タンホイザーに戻り、なんとか司令部を説得して自分の艦隊を目立たないところに移動させる事が出来た。上空に敵艦隊が現れた時はただただ見つからないようにと祈った。死ねなかった、キルヒアイス達をこのヴァンフリート4=2から脱出させるためには死ねなかった……。
幸いにも敵艦隊の、基地からの航空機による攻撃は一時間で終了した。帝国軍主力部隊が来援したのだ。その後、艦隊を動かし地上部隊を収容したが、その数は一万人に満たなかった……。
そして収容している最中に帝国軍主力部隊が基地の対空防御システムによって混乱するのを見た。その後は反乱軍によって帝国軍は一方的に叩かれ続けた……。
キルヒアイスの死を知ったのはヴァンフリート4=2を脱出し、反乱軍からの追撃を避け安全になってからだった。それまではキルヒアイスの安否を確認する余裕など無かった。いや、もしかすると故意に確認をしなかったのかもしれない。

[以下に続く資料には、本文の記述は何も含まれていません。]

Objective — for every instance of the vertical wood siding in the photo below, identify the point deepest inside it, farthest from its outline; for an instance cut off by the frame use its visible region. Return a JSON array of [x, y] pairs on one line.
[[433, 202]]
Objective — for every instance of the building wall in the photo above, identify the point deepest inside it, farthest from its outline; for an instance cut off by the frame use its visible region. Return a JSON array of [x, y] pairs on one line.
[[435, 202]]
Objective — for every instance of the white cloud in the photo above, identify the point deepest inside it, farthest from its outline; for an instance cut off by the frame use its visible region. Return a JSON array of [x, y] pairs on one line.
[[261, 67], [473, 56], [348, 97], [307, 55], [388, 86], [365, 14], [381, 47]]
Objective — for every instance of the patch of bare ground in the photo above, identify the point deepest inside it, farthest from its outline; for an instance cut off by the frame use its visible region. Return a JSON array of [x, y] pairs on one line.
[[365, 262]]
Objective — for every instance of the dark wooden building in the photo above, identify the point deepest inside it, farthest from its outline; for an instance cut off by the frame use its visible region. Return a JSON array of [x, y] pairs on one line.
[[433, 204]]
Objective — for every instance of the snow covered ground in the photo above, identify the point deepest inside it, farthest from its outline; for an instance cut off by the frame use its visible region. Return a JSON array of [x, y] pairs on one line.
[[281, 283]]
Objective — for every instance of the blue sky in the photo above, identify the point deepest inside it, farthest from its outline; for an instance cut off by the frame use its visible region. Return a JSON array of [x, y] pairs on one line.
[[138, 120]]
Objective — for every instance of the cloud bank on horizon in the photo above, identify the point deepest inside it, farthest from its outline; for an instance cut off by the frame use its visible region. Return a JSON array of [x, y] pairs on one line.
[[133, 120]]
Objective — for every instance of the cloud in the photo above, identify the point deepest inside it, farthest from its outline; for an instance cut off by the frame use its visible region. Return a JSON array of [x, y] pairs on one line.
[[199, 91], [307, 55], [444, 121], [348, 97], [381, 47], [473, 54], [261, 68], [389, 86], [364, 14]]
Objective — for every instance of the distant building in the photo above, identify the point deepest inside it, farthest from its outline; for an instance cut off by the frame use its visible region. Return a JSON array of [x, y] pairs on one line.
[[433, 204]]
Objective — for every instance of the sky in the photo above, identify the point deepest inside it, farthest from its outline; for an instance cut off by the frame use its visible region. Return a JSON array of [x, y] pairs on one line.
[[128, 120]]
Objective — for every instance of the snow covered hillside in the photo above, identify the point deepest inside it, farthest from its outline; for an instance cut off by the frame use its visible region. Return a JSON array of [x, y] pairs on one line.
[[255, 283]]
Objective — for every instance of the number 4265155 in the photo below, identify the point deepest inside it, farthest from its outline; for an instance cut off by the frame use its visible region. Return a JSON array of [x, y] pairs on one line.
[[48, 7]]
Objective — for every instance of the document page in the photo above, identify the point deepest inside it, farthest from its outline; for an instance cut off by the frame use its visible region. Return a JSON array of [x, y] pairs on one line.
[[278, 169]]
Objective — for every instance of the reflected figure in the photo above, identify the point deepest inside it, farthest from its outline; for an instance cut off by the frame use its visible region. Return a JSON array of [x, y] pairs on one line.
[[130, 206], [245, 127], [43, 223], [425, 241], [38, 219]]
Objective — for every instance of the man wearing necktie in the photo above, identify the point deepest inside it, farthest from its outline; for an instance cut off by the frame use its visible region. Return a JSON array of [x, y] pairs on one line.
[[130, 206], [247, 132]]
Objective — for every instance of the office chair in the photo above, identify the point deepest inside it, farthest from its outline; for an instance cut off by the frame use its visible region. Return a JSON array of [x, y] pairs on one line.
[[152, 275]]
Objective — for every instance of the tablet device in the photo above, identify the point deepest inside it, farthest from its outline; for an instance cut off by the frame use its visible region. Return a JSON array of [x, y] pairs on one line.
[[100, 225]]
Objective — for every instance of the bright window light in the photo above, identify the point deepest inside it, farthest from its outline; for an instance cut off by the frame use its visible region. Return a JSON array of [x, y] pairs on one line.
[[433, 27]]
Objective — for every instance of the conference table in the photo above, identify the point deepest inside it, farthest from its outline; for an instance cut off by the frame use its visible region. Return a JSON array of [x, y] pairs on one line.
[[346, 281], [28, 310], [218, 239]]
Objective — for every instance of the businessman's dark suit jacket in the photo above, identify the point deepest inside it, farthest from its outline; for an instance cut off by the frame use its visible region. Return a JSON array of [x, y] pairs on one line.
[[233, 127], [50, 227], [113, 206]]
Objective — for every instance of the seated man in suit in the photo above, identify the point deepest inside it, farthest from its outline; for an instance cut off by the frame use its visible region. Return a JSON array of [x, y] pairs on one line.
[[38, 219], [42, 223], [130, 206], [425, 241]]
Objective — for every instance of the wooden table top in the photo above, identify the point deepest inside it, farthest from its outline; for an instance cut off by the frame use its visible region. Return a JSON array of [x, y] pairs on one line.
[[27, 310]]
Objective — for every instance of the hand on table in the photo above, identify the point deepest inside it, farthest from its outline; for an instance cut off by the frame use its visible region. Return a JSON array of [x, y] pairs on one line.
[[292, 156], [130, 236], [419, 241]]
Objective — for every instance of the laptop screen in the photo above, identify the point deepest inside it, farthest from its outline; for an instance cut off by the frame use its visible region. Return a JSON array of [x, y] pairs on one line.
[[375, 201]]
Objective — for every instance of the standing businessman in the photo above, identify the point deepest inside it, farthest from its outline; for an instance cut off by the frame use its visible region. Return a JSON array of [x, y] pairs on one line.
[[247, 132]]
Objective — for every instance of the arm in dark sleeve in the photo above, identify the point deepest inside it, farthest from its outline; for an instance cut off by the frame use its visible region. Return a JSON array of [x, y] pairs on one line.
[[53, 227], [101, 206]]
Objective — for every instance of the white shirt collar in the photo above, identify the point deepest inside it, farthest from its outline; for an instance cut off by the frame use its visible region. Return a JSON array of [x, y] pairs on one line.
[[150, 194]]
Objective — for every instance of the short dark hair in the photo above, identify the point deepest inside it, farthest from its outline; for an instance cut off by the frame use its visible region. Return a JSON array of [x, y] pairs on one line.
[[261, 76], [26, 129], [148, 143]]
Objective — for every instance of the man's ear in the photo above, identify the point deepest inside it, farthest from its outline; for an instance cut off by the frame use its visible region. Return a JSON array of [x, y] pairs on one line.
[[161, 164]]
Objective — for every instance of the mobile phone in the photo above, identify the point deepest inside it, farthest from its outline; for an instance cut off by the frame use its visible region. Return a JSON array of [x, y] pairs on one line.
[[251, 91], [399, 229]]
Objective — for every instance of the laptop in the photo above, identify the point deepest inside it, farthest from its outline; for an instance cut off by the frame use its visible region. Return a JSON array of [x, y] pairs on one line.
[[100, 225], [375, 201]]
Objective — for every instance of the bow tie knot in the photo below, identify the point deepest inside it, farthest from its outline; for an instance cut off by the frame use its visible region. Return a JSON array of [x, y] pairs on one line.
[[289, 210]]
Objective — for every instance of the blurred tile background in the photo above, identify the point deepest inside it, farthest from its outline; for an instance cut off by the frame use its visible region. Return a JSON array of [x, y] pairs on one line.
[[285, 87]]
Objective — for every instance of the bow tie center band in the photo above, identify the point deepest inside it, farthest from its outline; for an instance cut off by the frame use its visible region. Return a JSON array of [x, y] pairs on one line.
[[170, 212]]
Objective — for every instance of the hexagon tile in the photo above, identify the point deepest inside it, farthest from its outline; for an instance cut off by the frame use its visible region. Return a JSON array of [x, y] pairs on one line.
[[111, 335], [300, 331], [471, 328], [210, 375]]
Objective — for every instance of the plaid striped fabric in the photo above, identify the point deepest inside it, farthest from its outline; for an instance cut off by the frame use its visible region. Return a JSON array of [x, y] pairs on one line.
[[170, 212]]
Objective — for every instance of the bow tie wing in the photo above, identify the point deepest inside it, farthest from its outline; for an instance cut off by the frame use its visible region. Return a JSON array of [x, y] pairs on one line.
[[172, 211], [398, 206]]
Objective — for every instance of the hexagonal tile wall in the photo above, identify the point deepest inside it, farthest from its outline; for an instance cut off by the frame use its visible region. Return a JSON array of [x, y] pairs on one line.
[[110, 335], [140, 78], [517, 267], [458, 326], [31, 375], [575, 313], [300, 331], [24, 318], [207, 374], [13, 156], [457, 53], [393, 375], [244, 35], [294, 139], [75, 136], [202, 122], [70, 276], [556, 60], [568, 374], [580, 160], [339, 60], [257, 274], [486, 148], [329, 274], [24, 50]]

涙は出なかった、何処かで俺はキルヒアイスの死を覚悟していたのだろう。ただ怒りだけがあった。ヴァンフリート4=2の敵、お前がキルヒアイスを殺した。お前が俺からキルヒアイスを奪った……。
これまで俺の望みは皇帝になり、姉上を救い出す事だった。だがもう一つ望み、いや義務が出来た。ヴァンフリート4=2の敵、お前を殺すことだ。そしてその首をキルヒアイスの墓前に供える。その時、俺は心からキルヒアイスのために泣けるだろう……。